5. My final point has to do with your relations with FIPSE itself .... now that you have the grant, how do you relate to these people? And the answer is, once chosen, you're family. Once they've made that commitment of funding to you, you're no longer one more supplicant to be kept at bay, you're a FIPSE project director, and FIPSE wants you to succeed . . . when you succeed, FIPSE succeeds. So the relationship moves to new ground, with the emphasis now on mutual candor and cooperative endeavor.
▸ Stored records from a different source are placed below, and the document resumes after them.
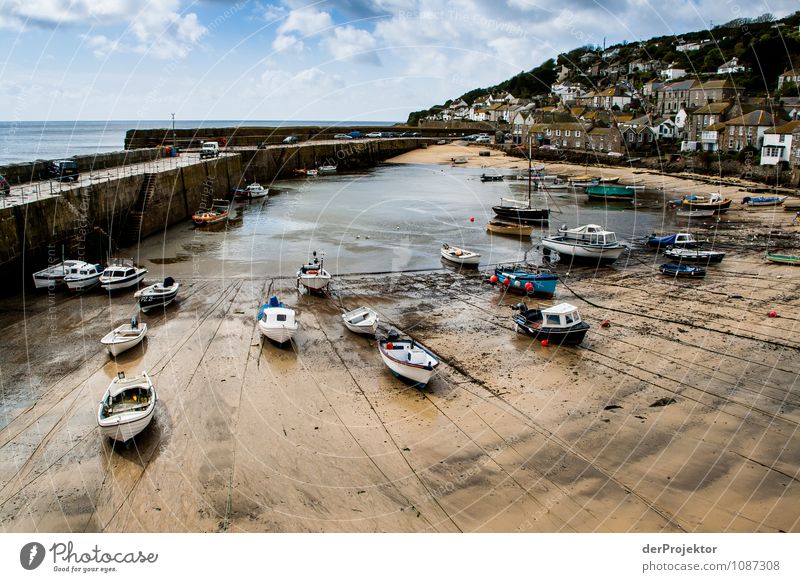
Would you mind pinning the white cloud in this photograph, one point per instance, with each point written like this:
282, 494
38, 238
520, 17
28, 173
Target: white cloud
352, 44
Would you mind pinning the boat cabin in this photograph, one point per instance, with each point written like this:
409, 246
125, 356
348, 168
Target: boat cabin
592, 234
561, 315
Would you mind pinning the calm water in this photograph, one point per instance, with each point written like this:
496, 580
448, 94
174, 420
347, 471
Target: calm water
25, 141
392, 218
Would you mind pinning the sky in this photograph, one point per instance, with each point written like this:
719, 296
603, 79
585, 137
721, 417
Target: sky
353, 60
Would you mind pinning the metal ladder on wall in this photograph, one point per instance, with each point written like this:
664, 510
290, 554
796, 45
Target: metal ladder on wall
133, 225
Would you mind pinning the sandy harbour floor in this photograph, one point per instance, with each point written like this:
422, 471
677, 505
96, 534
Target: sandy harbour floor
509, 436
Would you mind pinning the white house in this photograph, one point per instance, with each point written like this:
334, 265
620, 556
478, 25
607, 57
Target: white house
777, 144
673, 73
732, 66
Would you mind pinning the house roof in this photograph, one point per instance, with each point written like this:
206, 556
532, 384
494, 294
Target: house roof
786, 128
716, 107
758, 117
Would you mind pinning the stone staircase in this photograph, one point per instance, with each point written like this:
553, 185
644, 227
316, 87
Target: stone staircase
132, 230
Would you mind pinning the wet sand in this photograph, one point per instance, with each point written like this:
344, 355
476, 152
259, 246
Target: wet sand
509, 436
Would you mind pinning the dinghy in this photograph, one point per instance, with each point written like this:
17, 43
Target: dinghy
124, 337
695, 255
408, 360
460, 256
362, 320
312, 275
276, 321
560, 324
685, 271
158, 295
127, 407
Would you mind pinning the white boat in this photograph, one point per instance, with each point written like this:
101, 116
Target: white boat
589, 242
407, 359
83, 276
252, 191
127, 407
460, 256
121, 274
158, 295
276, 321
313, 276
362, 320
124, 337
54, 274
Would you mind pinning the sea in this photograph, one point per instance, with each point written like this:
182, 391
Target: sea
25, 141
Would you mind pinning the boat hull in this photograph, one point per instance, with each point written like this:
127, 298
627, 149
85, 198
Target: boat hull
280, 334
125, 283
605, 255
415, 374
571, 336
522, 214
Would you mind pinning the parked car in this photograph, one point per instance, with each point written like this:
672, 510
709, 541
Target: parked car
63, 170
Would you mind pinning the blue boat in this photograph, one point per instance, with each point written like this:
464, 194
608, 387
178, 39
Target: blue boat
542, 282
686, 271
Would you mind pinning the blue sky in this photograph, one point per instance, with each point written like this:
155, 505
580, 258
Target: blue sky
352, 59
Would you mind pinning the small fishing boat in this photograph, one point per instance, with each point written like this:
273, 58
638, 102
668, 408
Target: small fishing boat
685, 271
121, 274
524, 279
312, 275
713, 201
362, 320
276, 321
509, 228
589, 242
694, 255
252, 191
54, 275
158, 295
460, 256
764, 200
604, 192
491, 178
124, 337
127, 407
83, 276
560, 324
783, 259
694, 213
684, 240
408, 360
218, 212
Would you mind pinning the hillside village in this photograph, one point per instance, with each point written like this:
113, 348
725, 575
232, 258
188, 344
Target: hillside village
728, 91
So I return to advice: one of the relationships you want to nurture is that with your FIPSE project officer. You want to share equally project accomplishments and set-backs -- the Fund needs knowledge of the former, it can often help with the latter. Be candid with your project officer, keep her or him informed of events .... "no surprises" is a good policy. You want that officer, in fact, to know and like your project so well that she or he becomes an in-house advocate for your project -- with the Department's grants-management office, for example, or within the FIPSE staff at times of grant renewal or rebudgeting. I'd make a point here at this meeting to get to know my "PO" well; I'd invite that officer to visit my project in year one of the grant. I'd turn to my project officer for help when trouble loomed at home . . . a call from Washington can remind a busy, budget-trimming president of institutional obligations undertaken with the grant . . . a "PO's" intervention has literally saved more than one project. Again, FIPSE is on your side, it wants you to succeed, it's in FIPSE's interest to intervene if necessary, so don't be hesitant about asking if push comes to shove.

Finally, loyalty should be returned, and FIPSE's support for you should be matched by your own regard for it. Credit FIPSE in all of your documents, articles, speeches, and especially in any contacts you have that are political. The great danger to FIPSE lies always in its small size, its lack of visibility in a town where "anything under a billion is too small to be noticed" .... it would be all too easy to "zero out" FIPSE when nobody is looking. In my view, all of us in this room need to think of ourselves not necessarily as lobbyists, but at least as a public constituency in support of the Fund. So: give credit, talk it up, let your senators and congressman know.

This not being a keynote, I have no stirring ending. Let me wish you -- project director to project director -- the courage, the wisdom, and the shrewdness to see a good idea through.